How Testing Web3 Apps is Different
The fundamental difference between web2 apps and web3 apps is decentralization. Because of this, web3 apps are more transparent and lack third-party interference in transactions. Which leads to security and scalability being the highest risk.
From a testing perspective, web3 apps require greater attention and effort toward security testing when compared to web2 apps. We must test Web3 apps for attacks against hard forks, DDoS, DNS hijacks and scraping bots.
Targeted hacker attacks can also pose a severe threat to financial assets, increasing testers’ workload.
Web3 apps also require a more advanced or perhaps knowledge of new programming language, additional frameworks and a better understanding of the logic behind smart contracts. Which can only mean that testing, debugging, and auditing can be more time intensive and require more resources than web2 apps.
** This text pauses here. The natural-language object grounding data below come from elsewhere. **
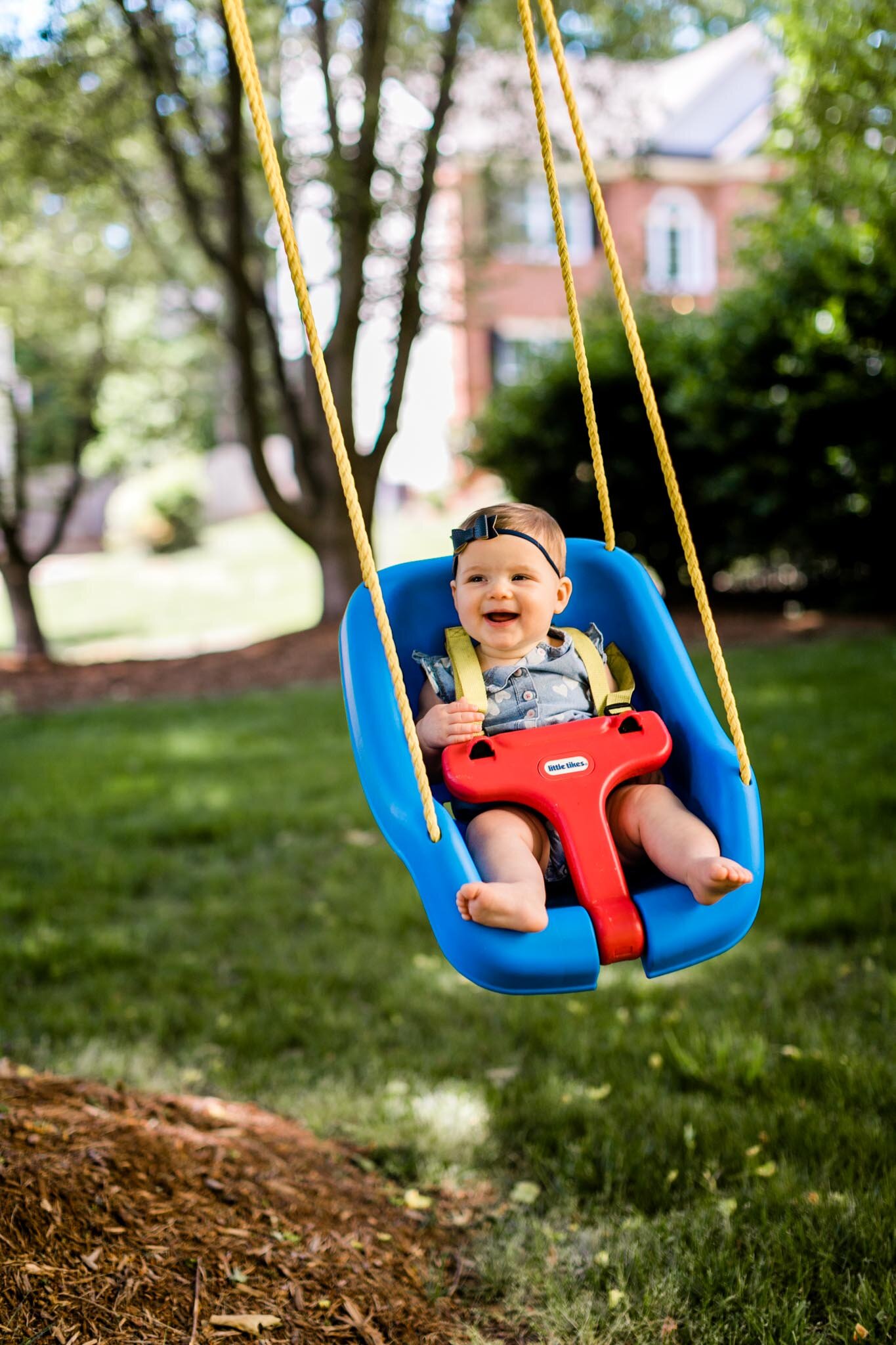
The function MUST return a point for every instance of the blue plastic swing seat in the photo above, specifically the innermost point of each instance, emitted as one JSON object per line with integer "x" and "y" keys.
{"x": 614, "y": 591}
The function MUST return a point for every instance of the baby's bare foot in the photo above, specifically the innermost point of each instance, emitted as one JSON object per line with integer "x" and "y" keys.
{"x": 712, "y": 877}
{"x": 509, "y": 906}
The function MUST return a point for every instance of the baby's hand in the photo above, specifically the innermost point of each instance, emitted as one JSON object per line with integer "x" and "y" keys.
{"x": 446, "y": 724}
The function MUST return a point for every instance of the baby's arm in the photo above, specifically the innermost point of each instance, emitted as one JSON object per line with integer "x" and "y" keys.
{"x": 440, "y": 725}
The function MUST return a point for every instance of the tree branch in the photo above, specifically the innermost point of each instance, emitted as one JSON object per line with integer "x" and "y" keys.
{"x": 194, "y": 205}
{"x": 355, "y": 214}
{"x": 412, "y": 310}
{"x": 169, "y": 66}
{"x": 244, "y": 299}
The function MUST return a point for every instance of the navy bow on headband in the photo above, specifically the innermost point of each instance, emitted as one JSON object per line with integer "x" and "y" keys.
{"x": 484, "y": 527}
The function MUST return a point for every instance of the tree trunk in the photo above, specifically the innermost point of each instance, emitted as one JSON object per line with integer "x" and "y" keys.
{"x": 333, "y": 542}
{"x": 30, "y": 642}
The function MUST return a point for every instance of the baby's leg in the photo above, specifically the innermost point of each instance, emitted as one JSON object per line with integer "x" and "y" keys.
{"x": 649, "y": 820}
{"x": 511, "y": 850}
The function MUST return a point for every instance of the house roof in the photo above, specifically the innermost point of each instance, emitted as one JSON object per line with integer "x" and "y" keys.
{"x": 712, "y": 102}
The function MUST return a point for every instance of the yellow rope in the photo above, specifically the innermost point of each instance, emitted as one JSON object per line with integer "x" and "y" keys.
{"x": 566, "y": 267}
{"x": 236, "y": 15}
{"x": 647, "y": 390}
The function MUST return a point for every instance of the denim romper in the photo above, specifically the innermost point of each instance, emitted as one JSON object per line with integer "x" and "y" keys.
{"x": 548, "y": 686}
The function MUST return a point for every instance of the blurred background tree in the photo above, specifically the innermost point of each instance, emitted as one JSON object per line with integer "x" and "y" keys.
{"x": 779, "y": 404}
{"x": 147, "y": 96}
{"x": 106, "y": 362}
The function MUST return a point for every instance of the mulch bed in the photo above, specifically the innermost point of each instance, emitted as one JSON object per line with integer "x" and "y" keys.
{"x": 135, "y": 1218}
{"x": 313, "y": 657}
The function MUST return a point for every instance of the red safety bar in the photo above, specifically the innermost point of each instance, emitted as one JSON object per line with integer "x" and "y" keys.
{"x": 566, "y": 772}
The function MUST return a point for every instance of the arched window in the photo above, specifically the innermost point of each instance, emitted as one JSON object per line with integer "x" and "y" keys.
{"x": 681, "y": 245}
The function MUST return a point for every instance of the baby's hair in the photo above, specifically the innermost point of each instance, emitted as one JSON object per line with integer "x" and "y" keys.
{"x": 526, "y": 518}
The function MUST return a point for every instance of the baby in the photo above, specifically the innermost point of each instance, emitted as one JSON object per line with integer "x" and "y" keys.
{"x": 508, "y": 585}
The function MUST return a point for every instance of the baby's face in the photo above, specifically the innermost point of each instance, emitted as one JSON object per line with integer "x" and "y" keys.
{"x": 507, "y": 596}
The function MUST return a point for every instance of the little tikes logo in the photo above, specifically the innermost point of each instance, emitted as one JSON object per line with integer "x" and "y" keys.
{"x": 566, "y": 766}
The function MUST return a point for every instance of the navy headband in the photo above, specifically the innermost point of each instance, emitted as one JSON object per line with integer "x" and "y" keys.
{"x": 484, "y": 527}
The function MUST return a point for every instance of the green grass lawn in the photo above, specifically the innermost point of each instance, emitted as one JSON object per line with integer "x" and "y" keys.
{"x": 194, "y": 896}
{"x": 247, "y": 580}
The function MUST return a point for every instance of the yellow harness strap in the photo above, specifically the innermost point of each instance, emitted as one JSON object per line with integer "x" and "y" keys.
{"x": 471, "y": 684}
{"x": 465, "y": 666}
{"x": 605, "y": 701}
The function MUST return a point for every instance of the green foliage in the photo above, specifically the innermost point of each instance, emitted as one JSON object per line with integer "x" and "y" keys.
{"x": 711, "y": 1147}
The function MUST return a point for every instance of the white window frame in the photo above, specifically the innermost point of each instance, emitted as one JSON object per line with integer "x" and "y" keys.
{"x": 680, "y": 245}
{"x": 531, "y": 205}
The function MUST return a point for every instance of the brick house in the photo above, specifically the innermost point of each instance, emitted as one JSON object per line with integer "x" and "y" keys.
{"x": 676, "y": 147}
End-to-End Web3 App Testing
End-to-end testing helps verify an entire system’s functionality from start to finish. We have to consider all dependencies to perform end-to-end testing, including hardware, software, databases, and networks. End-to-end tests aim to identify system dependencies and ensure proper maintenance of data integrity throughout the system.
To write end-to-end tests for web3 apps, we need to understand how they work and their key components:
Components of Web3 Apps
A web3 app has three key components:
The front end
The front-end component is the user interface that allows users to interact with the app.
The back end
The back-end component is the blockchain or peer-to-peer network that the app runs on.
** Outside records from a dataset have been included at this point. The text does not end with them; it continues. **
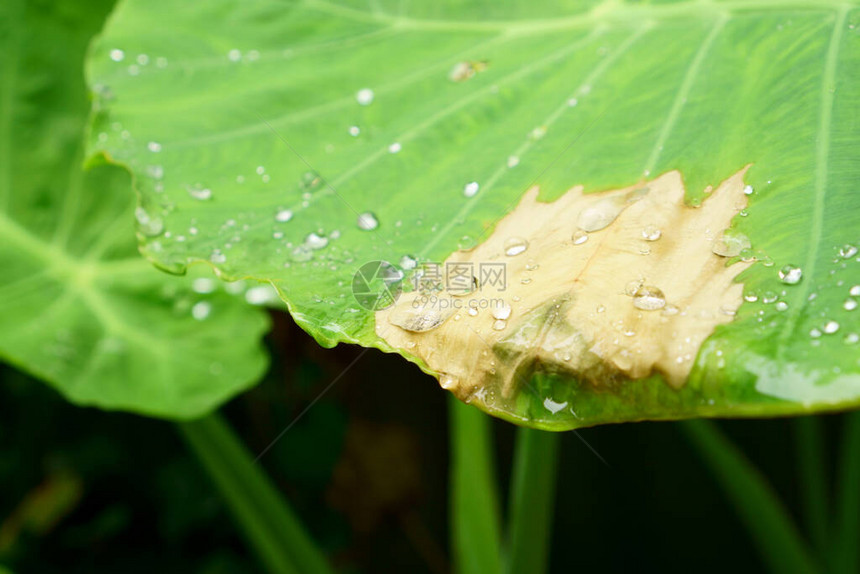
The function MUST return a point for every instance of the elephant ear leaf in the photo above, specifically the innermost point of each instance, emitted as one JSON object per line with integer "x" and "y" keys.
{"x": 79, "y": 307}
{"x": 569, "y": 213}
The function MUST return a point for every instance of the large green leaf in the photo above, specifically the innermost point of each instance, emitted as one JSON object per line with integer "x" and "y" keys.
{"x": 229, "y": 113}
{"x": 79, "y": 307}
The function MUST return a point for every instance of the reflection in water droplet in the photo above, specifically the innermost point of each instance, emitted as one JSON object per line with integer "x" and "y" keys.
{"x": 201, "y": 310}
{"x": 730, "y": 243}
{"x": 364, "y": 96}
{"x": 515, "y": 246}
{"x": 579, "y": 237}
{"x": 791, "y": 274}
{"x": 502, "y": 312}
{"x": 649, "y": 298}
{"x": 847, "y": 251}
{"x": 447, "y": 381}
{"x": 200, "y": 193}
{"x": 651, "y": 233}
{"x": 367, "y": 221}
{"x": 316, "y": 241}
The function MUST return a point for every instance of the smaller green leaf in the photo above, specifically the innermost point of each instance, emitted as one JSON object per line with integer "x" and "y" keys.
{"x": 79, "y": 307}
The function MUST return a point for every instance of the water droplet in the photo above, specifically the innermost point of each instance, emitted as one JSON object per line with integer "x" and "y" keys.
{"x": 200, "y": 193}
{"x": 515, "y": 246}
{"x": 579, "y": 237}
{"x": 364, "y": 96}
{"x": 367, "y": 221}
{"x": 217, "y": 257}
{"x": 847, "y": 251}
{"x": 316, "y": 241}
{"x": 651, "y": 233}
{"x": 421, "y": 319}
{"x": 147, "y": 224}
{"x": 791, "y": 274}
{"x": 553, "y": 406}
{"x": 502, "y": 312}
{"x": 831, "y": 327}
{"x": 201, "y": 310}
{"x": 408, "y": 262}
{"x": 447, "y": 381}
{"x": 261, "y": 295}
{"x": 649, "y": 298}
{"x": 730, "y": 243}
{"x": 600, "y": 214}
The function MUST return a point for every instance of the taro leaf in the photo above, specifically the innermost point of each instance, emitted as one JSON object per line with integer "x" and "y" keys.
{"x": 79, "y": 307}
{"x": 261, "y": 133}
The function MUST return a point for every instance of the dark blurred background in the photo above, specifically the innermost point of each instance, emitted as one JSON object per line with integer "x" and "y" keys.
{"x": 366, "y": 468}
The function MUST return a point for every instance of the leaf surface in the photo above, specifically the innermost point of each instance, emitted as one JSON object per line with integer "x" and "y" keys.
{"x": 296, "y": 141}
{"x": 79, "y": 307}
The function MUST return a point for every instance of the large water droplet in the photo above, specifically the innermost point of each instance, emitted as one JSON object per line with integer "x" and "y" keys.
{"x": 515, "y": 246}
{"x": 791, "y": 274}
{"x": 651, "y": 233}
{"x": 730, "y": 243}
{"x": 199, "y": 192}
{"x": 316, "y": 241}
{"x": 649, "y": 298}
{"x": 419, "y": 320}
{"x": 502, "y": 311}
{"x": 367, "y": 221}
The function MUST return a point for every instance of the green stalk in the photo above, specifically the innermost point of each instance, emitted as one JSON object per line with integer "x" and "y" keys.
{"x": 769, "y": 524}
{"x": 531, "y": 501}
{"x": 846, "y": 557}
{"x": 268, "y": 524}
{"x": 476, "y": 537}
{"x": 810, "y": 450}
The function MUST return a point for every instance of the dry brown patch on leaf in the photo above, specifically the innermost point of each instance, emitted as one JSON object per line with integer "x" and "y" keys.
{"x": 618, "y": 284}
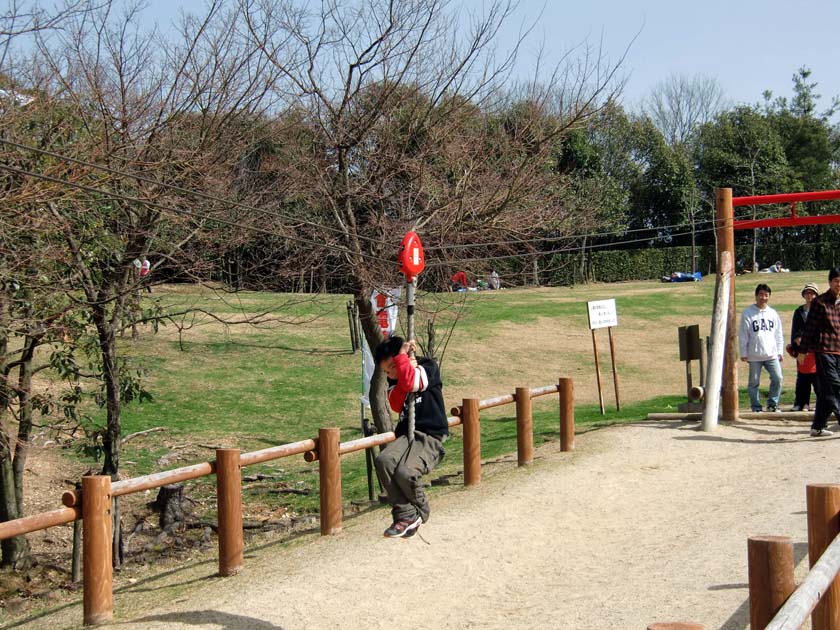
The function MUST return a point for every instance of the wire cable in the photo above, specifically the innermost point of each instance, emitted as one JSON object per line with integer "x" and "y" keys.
{"x": 189, "y": 213}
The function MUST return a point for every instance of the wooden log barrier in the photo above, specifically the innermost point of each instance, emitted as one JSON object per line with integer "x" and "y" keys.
{"x": 770, "y": 569}
{"x": 472, "y": 441}
{"x": 329, "y": 468}
{"x": 96, "y": 551}
{"x": 567, "y": 414}
{"x": 823, "y": 526}
{"x": 229, "y": 504}
{"x": 524, "y": 427}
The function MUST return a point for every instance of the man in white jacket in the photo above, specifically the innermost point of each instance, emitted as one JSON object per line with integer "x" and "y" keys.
{"x": 761, "y": 341}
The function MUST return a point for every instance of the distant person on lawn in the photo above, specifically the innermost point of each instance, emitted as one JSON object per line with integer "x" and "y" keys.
{"x": 402, "y": 464}
{"x": 762, "y": 342}
{"x": 806, "y": 362}
{"x": 822, "y": 337}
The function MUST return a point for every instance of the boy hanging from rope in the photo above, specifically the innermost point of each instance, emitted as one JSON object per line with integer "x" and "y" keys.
{"x": 403, "y": 462}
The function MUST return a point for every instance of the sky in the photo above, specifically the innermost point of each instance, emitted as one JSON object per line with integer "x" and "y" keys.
{"x": 748, "y": 45}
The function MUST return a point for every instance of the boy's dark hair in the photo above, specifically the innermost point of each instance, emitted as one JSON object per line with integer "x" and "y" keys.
{"x": 388, "y": 349}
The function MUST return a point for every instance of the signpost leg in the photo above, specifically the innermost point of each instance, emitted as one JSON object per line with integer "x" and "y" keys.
{"x": 615, "y": 372}
{"x": 598, "y": 372}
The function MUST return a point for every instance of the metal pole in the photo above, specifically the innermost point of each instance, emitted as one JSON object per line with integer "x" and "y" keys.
{"x": 409, "y": 289}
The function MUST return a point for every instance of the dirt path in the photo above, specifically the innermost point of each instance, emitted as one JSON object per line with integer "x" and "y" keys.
{"x": 644, "y": 523}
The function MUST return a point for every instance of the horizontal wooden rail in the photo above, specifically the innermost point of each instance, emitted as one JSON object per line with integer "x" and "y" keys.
{"x": 29, "y": 524}
{"x": 362, "y": 444}
{"x": 195, "y": 471}
{"x": 796, "y": 609}
{"x": 498, "y": 401}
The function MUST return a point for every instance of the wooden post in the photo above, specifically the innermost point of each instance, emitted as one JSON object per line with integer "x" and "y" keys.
{"x": 472, "y": 441}
{"x": 524, "y": 427}
{"x": 725, "y": 215}
{"x": 329, "y": 468}
{"x": 716, "y": 357}
{"x": 615, "y": 372}
{"x": 229, "y": 506}
{"x": 97, "y": 545}
{"x": 770, "y": 569}
{"x": 567, "y": 414}
{"x": 598, "y": 372}
{"x": 823, "y": 502}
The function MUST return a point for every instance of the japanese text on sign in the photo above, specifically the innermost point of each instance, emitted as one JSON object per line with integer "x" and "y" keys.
{"x": 602, "y": 314}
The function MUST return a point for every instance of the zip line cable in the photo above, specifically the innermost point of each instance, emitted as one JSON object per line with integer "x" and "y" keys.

One or more smart contracts implement the back-end, and later deployed as a shared network.
The data layer
The Data layer allows transactions and storage to occur on the blockchain network.
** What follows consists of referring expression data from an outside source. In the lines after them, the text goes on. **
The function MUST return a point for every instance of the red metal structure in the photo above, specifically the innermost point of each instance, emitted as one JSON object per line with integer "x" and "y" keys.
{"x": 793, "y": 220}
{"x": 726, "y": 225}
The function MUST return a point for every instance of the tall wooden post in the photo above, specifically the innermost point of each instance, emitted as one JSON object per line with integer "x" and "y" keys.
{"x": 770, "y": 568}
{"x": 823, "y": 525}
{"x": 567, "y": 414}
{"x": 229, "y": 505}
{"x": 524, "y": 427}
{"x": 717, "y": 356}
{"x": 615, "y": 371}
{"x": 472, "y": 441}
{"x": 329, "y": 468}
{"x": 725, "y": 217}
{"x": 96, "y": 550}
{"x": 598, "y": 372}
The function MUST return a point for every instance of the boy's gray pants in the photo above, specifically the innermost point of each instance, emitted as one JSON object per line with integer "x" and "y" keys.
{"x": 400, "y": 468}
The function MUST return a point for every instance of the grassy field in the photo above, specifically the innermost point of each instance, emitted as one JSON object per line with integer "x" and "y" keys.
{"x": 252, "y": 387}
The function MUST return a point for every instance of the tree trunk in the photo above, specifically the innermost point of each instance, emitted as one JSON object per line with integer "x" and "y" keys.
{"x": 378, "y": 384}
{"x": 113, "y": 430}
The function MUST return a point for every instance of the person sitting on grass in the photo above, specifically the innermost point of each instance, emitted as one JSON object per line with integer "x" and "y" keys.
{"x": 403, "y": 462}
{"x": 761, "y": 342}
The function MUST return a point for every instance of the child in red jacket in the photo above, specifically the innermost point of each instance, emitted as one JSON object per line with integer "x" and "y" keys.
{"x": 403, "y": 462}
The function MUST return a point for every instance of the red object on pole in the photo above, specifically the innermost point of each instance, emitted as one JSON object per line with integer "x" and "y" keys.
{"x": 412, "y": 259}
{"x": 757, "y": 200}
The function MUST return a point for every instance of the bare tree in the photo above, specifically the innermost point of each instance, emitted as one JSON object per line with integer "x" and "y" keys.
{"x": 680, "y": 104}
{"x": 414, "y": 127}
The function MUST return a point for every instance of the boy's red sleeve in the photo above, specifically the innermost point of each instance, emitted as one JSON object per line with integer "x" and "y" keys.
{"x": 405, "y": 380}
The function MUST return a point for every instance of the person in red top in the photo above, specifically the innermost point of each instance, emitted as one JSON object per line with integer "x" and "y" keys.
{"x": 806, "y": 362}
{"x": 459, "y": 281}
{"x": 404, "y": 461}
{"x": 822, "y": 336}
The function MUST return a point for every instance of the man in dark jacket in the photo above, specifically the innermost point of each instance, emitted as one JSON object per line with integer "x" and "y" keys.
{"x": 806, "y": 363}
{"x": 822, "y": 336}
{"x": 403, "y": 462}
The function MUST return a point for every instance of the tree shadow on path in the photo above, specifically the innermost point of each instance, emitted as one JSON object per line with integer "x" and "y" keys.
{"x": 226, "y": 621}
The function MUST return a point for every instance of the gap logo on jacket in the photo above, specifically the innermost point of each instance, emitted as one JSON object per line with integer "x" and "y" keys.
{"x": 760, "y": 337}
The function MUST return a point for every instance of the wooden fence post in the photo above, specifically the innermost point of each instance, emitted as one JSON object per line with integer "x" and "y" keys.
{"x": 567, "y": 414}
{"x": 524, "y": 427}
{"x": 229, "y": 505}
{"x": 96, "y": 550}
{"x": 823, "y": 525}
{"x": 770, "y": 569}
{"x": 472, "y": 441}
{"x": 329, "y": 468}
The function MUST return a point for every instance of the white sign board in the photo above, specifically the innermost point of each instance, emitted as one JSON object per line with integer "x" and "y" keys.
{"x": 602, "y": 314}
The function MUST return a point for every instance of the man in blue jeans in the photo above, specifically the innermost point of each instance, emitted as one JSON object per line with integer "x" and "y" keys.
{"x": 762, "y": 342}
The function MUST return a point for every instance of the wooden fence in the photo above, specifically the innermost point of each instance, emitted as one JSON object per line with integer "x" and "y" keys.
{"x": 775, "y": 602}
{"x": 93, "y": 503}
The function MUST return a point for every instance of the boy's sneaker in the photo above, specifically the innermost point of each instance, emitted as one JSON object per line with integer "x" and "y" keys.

IPFS is a peer-to-peer file system protocol that allows users to store data in a network of machines with the help of private or public gateways to connect to a network.
SWARM is a system supported by smart contracts in the Ethereum blockchain network.
Why is interoperability the key for web3 apps?
For two web3 apps to be interoperable, they must be able to interact with each other. This means that the data and functionality of one app must be accessible to the other.
The Application Programming Interface (API) is the common way to attain this. An API is a set that governs how one software program can interact with another.
There are many reasons why interoperability is vital in web3 apps:
The most obvious reason is that it allows users to access the data and functionality of multiple web3 apps from a single interface. This makes it much easier for users to find the information they need and perform tasks requiring multiple web3 apps.
Another important reason for interoperability is that it allows web3 app developers to focus on their core competencies. By relying on other web3 apps for specific functionality, developers can avoid having to re-implement these features themselves. This saves time and resources and allows them to focus on adding value in other areas.
Finally, interoperability also makes it possible for web3 app developers to create new business models based on combining data and functionality from multiple web3 apps.
In this article, we have looked at what web3 apps are and why interoperability is essential. End-to-end testing is a vital part of the development process for any web application.
Software testing of web3 apps ensures that the exchange and storage of data, including the transactions that occur on the blockchain network are smooth and secure. QA testing can be essential to increase user reliability of the blockchain network and also to enhance user experience with a firm front-end and back-end integration.
By keeping the points discussed in this article in mind, you can ensure that your tests are effective and cover all necessary scenarios.